Thursday, May 31, 2012

A Hip Bucket List

While recently perusing the Twitterverse, I came across a woman who posted a picture of her 14 year old-daughter's "2012 Summer Bucket List." Most of the items were what you'd expect to see from a girl that age: go on a date, kiss a boy, spend one day a week at the beach, etc. This tweeted photo really got me thinking, and has since become the inspiration for what is about to follow.

The term "bucket list" is sort of strange, when you think about it. I don't recall when/where I first heard it, but I'm thinking about a young child hearing it and thinking about it in literal terms. A list of buckets? A list written on a bucket? But no, it's a list of things to do before you "kick the bucket," a euphemism from a rather large list of euphemisms for dying. Am I the only one who thinks this is kind of morbid? Not the concept really, but the term. Alas, it's ubiquitous. Enter "bucket list" into Google and there are 35.8 million results, the very first of which is a whole website dedicated to the concept. You can create and track you very own bucket list on that site! I'm also quite certain "there's [at least one] app for that." There's even a movie about it, starring Jack Nicholson and Morgan Freeman. I watched it. I cried a lot. Great movie. And I suspect it stirred a lot of peoples' creative bucket list juices.

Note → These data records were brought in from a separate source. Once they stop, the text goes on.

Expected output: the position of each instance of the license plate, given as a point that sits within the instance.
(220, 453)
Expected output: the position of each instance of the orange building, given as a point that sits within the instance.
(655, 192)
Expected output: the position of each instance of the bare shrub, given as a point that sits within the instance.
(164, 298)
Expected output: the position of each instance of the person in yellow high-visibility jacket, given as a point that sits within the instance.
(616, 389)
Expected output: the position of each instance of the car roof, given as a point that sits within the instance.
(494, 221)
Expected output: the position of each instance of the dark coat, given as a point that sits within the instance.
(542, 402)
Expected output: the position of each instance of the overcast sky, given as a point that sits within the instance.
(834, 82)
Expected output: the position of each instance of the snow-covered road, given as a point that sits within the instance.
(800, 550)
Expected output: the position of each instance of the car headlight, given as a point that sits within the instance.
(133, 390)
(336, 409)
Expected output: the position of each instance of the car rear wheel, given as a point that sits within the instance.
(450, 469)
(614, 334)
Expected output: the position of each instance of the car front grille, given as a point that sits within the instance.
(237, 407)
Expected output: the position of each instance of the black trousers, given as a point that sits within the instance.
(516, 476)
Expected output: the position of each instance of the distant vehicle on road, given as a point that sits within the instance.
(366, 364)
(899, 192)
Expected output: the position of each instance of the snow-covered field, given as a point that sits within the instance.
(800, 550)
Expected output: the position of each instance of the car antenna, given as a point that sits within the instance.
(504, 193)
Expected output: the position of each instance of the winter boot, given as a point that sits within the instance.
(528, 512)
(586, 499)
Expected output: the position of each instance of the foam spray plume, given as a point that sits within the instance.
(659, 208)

Possibly one of the saddest movie ever. IMDB

Some people create one bucket list, THE bucket list, which encompasses every possible thing imaginable they'd like to accomplish in their lifetime (seems like a bit of a daunting task to me). But, like the teenager above, some people make seasonal bucket lists, or chronological bucket lists (Bucket List to accomplish before turning 30, 40, etc) and I've even seen competitive bucket lists comprised of insane/ridiculous things and who can do the most, etc. People have taken the concept and really run with it. It makes me wonder; what makes an item/event bucket list worthy? Many lists include things like sky diving, bungee jumping, swimming with dolphins, etc. Does something have to be dangerous/exciting/adrenaline packed to make the list? Would someone with a list of things such as try something new, dance in public, be vegetarian for a week, go a movie alone, be considered "boring" or "square?" I suspect a bucket list is what best fits the individual and/or situation.

This has nothing to do with a bucket list but I think it's HILARIOUS

The "seasonal" bucket list throws me a little, like the list made by the 14 year old girl. Surely, she is not expecting to kick the bucket by the end of the summer, so then isn't her list really a list of goals to accomplish, or things desired? Are lists of goals actually different from a bucket list? Perhaps they are, depending on how seriously one takes the "kicking the bucket" part of the list-making. I have goals to accomplish at work, and in the next few years, and in general. I don't think, however, some of these would make it to my bucket list. If I'm going to make a true "things I want to do before I die" list (because really, why sugar coat it?) I'd want it to really be serious. Perhaps nixing the euphemism and calling it what it is would inspire me to do all of those things. Or maybe not. And that begs the question, doesn't such a list evolve, and furthermore, if it evolves, is it truly a bucket list? A bucket list I might have made as a pre-teen or teenager would certainly look different than a list I'd make today, and surely different than a list 5 or 10 years from now. Some things might stay the same, but things would be added and removed or completed as life goes on.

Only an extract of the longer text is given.